Newton on Android NDK (ARM-NEON)

A place to discuss everything related to Newton Dynamics.

Moderators: Sascha Willems, walaber

Newton on Android NDK (ARM-NEON)

Postby Krystian » Thu Jul 21, 2011 4:29 pm

Hi,

Does anyone successfully ported/build Newton to Android NDK and are able to share his build code/Android.mk or some knowledge how to make it work? :)
I'm interested to use(learn) Newton on Android(2.3+) NDK(r5), pure C/C++, without Dalvil/JNI/Java and only for devices that support NEON (armeabi-v7a).

Currenlty I've made small test build for Newton2.33 that contains:
Code: Select all
(Application.mk)
APP_ABI := armeabi-v7a
APP_PLATFORM := android-9

and
Code: Select all
(Android.mk based on coreLibrary_200\projets\linux32\makefile)
...
# Android build
LOCAL_PATH := $(call my-dir)
include $(CLEAR_VARS)

LOCAL_MODULE    := newton
LOCAL_SRC_FILES := $(DG_SRCS) $(DG_PHYSICS_SRCS) $(DG_NEWTON_SRCS)
TARGET_ARCH_ABI := armeabi-v7a
LOCAL_ARM_NEON  := true

include $(BUILD_SHARED_LIBRARY)
...

But I have a problem to build dgSimd_Instrutions.h
Code: Select all
#define simd_type __m128
...

As I've read that __m128 is SSE type same/similar as float32x4_t on ARM-NEON.
So the question is, do I need to 'translate' all of simd_Xxx definitions in that dgSimd_Instrutions.h to match ARM-NEON? Or is there a special/magic flag to gcc compiler which handle this translations?

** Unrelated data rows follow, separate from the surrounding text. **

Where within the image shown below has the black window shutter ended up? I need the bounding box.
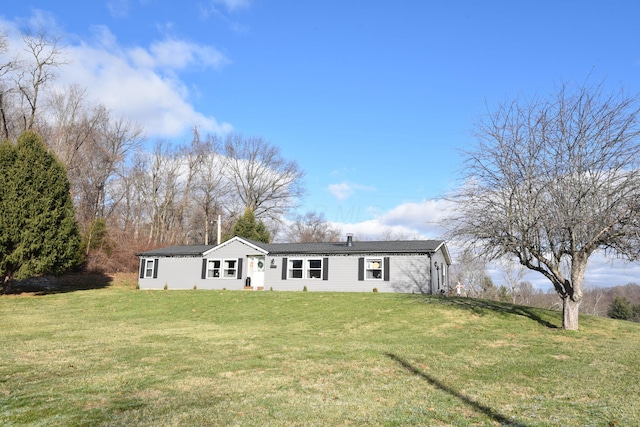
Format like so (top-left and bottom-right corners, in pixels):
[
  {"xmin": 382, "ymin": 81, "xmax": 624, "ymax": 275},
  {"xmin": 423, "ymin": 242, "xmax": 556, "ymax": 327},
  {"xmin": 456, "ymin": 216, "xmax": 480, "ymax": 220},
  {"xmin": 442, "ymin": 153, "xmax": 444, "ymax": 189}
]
[
  {"xmin": 140, "ymin": 258, "xmax": 147, "ymax": 279},
  {"xmin": 200, "ymin": 258, "xmax": 207, "ymax": 279}
]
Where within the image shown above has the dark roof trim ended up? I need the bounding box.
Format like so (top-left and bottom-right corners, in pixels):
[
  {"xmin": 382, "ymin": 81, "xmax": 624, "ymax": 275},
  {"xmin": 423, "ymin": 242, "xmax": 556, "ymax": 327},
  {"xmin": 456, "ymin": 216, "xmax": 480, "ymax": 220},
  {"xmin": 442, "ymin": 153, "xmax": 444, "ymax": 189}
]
[{"xmin": 137, "ymin": 237, "xmax": 451, "ymax": 263}]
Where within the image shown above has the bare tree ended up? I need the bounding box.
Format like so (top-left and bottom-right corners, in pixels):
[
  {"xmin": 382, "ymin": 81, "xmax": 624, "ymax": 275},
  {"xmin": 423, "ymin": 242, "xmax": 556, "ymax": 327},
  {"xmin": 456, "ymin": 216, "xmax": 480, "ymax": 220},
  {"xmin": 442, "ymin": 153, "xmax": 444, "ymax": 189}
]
[
  {"xmin": 286, "ymin": 212, "xmax": 340, "ymax": 243},
  {"xmin": 451, "ymin": 248, "xmax": 487, "ymax": 298},
  {"xmin": 225, "ymin": 135, "xmax": 304, "ymax": 220},
  {"xmin": 15, "ymin": 31, "xmax": 65, "ymax": 130},
  {"xmin": 500, "ymin": 258, "xmax": 527, "ymax": 304},
  {"xmin": 193, "ymin": 132, "xmax": 230, "ymax": 245},
  {"xmin": 452, "ymin": 80, "xmax": 640, "ymax": 329},
  {"xmin": 0, "ymin": 33, "xmax": 16, "ymax": 139}
]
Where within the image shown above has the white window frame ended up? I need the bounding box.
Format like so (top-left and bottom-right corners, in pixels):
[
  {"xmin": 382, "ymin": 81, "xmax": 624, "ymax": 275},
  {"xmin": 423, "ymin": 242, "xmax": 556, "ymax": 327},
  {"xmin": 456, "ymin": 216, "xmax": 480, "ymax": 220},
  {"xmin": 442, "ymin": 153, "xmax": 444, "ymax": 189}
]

I know that Newton+AndroidNDK is possible because of @martinsm http://www.newtondynamics.com/forum/vie ... =75#p46105

PS. I'm building on Win7x64, for my Samsung Galaxy S2, and I'm novice in C/CPP/GCC/makefile :)
Warning: I'm learning C/CPP/ARM-NEON/Newton/AndroidNDK/OpenGL ES, so whatever I post here, keep in mind that I can be totally wrong ;)
Krystian
 
Posts: 26
Joined: Thu Jul 21, 2011 3:11 pm
Location: Poland

Re: Newton on Android NDK (ARM-NEON)

Postby martinsm » Fri Jul 22, 2011 10:51 am

afaik Newton is not supporting Neon (currently) - to support it you will need to port SSE simd to NEON, if you really want Neon.
So your best case is to build library without SIMD support. To do that add _SCALAR_ARITHMETIC_ONLY define. Here is my LOCAL_CFLAGS line from makefile:
Code: Select all
LOCAL_CFLAGS    := -ffast-math -freciprocal-math -funsafe-math-optimizations -fsingle-precision-constant -D_LINUX_VER -D_LINUX_VER_64 -D_SCALAR_ARITHMETIC_ONLY

From there on - it should build just fine. Maybe some quick tweaks will be needed.

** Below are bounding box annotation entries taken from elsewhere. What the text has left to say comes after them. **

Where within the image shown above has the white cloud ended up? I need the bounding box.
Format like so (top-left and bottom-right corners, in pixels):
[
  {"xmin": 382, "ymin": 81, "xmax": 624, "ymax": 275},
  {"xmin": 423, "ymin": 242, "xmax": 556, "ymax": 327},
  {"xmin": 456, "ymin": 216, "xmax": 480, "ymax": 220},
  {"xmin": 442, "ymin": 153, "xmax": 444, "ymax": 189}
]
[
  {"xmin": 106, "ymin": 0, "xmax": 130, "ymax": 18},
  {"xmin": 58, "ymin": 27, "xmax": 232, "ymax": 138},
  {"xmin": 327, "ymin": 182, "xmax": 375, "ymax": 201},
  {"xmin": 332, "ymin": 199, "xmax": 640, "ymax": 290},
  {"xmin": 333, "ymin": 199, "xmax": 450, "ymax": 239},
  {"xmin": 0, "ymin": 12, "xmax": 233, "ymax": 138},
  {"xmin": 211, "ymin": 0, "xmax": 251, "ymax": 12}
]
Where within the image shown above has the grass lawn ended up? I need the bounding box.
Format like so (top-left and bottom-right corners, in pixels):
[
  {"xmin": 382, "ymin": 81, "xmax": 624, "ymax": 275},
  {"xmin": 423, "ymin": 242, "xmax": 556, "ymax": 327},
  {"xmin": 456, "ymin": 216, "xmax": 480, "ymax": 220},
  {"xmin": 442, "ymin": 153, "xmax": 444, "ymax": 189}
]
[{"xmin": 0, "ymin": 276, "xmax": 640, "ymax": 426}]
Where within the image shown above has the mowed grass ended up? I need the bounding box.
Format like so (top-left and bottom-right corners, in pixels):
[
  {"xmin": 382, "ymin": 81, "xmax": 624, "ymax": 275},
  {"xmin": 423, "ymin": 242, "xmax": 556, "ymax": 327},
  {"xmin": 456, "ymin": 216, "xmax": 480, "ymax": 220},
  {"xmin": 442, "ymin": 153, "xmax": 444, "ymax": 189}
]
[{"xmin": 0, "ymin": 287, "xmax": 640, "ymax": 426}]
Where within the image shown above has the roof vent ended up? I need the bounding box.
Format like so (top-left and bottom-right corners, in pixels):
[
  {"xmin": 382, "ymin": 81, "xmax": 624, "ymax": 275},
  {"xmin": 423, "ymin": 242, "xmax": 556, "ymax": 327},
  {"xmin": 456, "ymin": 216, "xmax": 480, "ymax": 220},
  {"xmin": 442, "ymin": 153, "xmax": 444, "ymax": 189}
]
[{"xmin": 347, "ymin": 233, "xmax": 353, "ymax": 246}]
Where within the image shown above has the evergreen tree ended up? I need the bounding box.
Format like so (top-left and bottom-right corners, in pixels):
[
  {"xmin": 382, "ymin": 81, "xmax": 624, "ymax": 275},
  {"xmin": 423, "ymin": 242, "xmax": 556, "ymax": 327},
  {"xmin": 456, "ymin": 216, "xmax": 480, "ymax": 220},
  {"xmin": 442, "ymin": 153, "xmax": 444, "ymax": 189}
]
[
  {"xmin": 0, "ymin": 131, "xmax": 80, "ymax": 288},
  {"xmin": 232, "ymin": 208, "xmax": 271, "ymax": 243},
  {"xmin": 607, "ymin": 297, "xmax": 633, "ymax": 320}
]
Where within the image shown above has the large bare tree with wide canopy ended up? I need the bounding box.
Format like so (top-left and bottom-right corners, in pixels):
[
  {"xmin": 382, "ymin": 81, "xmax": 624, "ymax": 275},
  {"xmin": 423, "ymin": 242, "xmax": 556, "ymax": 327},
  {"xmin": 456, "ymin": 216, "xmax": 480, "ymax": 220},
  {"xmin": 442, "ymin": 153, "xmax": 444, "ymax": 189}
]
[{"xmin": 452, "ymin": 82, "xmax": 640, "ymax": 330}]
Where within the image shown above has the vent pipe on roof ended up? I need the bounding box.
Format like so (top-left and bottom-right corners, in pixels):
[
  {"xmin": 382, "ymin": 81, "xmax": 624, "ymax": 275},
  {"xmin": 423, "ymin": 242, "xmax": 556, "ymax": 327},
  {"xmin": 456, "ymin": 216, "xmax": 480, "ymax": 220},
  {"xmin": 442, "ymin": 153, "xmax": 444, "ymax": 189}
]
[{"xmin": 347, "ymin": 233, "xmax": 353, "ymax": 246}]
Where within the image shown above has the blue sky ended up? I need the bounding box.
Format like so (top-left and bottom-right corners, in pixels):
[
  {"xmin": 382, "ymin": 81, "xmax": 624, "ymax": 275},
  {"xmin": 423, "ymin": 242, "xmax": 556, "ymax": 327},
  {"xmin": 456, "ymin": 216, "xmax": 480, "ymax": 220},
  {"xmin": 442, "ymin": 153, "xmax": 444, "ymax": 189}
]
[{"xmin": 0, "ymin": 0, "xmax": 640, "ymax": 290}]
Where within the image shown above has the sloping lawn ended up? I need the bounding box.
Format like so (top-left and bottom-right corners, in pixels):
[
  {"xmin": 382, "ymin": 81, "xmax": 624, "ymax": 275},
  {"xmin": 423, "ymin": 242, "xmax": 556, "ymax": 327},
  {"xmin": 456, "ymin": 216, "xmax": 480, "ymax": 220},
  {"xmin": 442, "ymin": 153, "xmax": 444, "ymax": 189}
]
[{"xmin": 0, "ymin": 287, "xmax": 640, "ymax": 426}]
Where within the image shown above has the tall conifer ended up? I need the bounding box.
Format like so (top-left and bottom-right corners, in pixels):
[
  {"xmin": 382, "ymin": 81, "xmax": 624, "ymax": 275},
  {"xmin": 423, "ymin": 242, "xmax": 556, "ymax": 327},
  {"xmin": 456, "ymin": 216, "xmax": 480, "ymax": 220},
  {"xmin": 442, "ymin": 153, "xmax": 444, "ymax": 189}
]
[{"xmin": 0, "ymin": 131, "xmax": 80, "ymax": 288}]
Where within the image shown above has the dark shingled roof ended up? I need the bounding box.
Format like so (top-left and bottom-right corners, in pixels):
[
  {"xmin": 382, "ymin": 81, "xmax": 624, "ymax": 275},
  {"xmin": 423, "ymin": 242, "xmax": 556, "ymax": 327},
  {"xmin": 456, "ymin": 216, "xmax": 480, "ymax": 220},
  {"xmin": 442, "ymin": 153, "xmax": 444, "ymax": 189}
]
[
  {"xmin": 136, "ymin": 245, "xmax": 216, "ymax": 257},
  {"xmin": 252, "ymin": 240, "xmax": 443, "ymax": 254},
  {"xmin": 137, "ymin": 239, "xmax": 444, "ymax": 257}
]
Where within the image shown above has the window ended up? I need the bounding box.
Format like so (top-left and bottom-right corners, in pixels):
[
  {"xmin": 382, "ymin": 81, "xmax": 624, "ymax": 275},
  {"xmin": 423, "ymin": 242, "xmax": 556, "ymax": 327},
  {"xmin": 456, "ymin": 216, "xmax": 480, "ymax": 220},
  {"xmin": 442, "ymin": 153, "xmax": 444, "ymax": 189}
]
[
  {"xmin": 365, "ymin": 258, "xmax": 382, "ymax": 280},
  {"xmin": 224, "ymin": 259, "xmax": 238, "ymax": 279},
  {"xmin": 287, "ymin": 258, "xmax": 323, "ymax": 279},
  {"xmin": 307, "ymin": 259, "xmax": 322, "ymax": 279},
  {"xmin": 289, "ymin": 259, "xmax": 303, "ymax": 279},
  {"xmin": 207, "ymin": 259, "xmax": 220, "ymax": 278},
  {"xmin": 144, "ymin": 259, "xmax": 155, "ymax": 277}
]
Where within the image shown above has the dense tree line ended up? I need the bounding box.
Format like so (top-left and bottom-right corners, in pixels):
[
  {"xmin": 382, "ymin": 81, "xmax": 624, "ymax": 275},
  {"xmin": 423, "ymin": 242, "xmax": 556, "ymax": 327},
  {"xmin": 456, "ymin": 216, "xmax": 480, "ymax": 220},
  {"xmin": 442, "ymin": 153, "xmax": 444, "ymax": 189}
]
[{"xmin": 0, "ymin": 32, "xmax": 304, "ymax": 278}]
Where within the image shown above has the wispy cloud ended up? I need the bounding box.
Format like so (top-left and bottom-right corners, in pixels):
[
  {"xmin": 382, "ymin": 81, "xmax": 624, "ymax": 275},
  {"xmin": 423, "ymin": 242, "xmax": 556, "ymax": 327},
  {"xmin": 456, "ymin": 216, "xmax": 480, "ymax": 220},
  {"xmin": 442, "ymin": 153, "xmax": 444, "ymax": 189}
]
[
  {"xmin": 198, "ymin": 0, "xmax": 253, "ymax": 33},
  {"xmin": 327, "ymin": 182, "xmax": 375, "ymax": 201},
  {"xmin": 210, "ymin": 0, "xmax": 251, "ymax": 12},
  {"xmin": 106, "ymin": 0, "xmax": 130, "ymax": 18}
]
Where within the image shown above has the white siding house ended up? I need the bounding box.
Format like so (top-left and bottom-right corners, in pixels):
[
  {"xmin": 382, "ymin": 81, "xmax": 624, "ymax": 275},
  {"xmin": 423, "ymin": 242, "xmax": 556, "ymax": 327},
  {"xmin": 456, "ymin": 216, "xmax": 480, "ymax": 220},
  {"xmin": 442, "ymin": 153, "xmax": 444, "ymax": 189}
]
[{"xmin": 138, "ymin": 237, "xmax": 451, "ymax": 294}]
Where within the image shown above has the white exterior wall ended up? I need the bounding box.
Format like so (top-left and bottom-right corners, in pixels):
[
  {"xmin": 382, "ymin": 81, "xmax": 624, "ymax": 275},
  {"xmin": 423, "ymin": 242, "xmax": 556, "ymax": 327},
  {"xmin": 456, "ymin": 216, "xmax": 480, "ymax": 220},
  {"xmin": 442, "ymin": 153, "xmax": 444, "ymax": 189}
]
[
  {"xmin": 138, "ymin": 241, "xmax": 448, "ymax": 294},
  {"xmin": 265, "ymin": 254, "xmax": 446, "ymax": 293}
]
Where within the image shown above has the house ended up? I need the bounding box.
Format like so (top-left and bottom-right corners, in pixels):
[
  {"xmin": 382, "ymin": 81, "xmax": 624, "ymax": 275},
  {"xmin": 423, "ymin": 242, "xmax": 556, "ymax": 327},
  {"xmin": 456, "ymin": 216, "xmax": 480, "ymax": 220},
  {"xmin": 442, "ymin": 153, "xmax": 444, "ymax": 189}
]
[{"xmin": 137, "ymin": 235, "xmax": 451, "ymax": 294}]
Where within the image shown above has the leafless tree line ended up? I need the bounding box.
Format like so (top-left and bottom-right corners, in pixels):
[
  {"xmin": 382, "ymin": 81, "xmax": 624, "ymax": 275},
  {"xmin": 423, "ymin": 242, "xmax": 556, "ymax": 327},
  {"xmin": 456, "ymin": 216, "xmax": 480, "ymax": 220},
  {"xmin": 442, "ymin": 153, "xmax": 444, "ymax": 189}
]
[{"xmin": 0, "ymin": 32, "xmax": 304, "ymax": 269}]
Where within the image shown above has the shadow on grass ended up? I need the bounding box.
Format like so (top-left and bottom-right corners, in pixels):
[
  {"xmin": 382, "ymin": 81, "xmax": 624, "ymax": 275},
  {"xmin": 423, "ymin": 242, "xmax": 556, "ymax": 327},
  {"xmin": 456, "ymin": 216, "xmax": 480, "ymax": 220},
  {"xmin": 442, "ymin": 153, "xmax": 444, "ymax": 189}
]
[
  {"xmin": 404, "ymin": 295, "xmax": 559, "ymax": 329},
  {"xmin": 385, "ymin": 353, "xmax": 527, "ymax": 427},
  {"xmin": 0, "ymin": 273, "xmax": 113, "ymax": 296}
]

_LINUX_VER_64 was needed to force Newton not to use some code parts that Android could not compile - this doesn't mean that code will be build 64-bit. Maybe this is fixed in newer revisions.

Also don't forget to switch to code generation to ARM opcodes (instead of default THUMB) - this will give you nice 20-30% performance boost:
Code: Select all
LOCAL_ARM_MODE  := arm


Note that not all armeabi-v7a devices support Neon. Most notable exception is Tegra2 - that includes Motorola Xoom, Asus Transformer and other devices.
martinsm
 
Posts: 86
Joined: Mon Dec 19, 2005 3:15 pm
Location: Latvia

Re: Newton on Android NDK (ARM-NEON)

Postby Krystian » Fri Jul 22, 2011 2:47 pm

Thank you, it worked. I've managed to compile it without LOCAL_CFLAGS (with your first hint about _SCALAR_ARITHMETIC_ONLY), just changing/"fixing" sources, but I see that it was not a good/proper way.
There was about 15-20 changes to sources (some ifdefs/includes/etc. fixes), but with your LOCAL_CFLAGS should be better.

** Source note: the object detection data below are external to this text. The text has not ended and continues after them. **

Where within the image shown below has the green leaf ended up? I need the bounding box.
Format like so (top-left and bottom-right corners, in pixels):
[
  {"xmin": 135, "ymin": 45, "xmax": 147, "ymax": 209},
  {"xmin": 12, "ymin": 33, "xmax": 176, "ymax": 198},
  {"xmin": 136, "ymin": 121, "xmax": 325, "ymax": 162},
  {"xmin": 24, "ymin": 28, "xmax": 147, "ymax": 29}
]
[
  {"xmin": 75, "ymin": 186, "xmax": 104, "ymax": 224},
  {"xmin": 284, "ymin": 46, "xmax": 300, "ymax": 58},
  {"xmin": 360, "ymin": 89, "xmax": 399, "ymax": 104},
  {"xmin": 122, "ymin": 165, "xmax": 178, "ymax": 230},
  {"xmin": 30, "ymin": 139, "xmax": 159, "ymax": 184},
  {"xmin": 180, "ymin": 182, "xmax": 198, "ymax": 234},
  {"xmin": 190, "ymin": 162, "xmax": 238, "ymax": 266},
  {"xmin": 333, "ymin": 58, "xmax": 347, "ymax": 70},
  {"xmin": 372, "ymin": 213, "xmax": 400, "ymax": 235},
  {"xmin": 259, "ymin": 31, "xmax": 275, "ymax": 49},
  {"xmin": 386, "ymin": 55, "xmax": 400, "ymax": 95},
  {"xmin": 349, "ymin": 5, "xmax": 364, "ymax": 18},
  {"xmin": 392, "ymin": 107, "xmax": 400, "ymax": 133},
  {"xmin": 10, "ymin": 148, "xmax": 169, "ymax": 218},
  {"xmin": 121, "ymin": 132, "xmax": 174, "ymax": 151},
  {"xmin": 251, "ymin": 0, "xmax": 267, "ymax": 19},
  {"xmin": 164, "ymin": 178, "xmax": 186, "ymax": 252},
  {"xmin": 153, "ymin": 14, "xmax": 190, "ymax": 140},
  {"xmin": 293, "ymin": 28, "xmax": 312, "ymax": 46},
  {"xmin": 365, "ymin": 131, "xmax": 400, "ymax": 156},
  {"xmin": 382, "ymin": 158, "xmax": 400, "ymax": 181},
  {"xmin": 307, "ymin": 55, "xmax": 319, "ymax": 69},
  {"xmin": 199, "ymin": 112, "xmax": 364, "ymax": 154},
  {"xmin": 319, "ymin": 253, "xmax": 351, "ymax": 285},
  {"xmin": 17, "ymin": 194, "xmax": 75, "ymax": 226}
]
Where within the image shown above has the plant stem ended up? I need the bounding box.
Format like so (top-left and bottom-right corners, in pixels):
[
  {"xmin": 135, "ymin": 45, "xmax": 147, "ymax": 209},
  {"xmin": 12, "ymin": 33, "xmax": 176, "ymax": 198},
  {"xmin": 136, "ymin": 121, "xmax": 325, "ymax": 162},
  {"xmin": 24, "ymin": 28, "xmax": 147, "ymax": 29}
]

Edit: (now compiles with ZERO modifications to source, so this is obsolute ->) I didn't tested it with LOCAL_CFLAGS yet, but I think that some #includes will need to be still because for example file NewtonStdAfx.h includes:
Code: Select all
#include "dg.h"
#include "dgPhysics.h"

but I had to change it to:
Code: Select all
#include "../core/dg.h"
#include "../physics/dgPhysics.h"


My target is still to make Newton+SIMD work with AndroidNDK :) Of course when (or "if") I'll do it, then sources/patches will be posted here.

I've read about LOCAL_ARM_MODE in ANDROID-MK.html, but they didn't say anything about performance boost, thanks for this hint, 20-30% with single line is really nice! I don't understand why it isn't by default set tot ARM, to save a space or memory? Using AndroidNDK is IMHO to give better speed (or easily to port some apps, mainly games).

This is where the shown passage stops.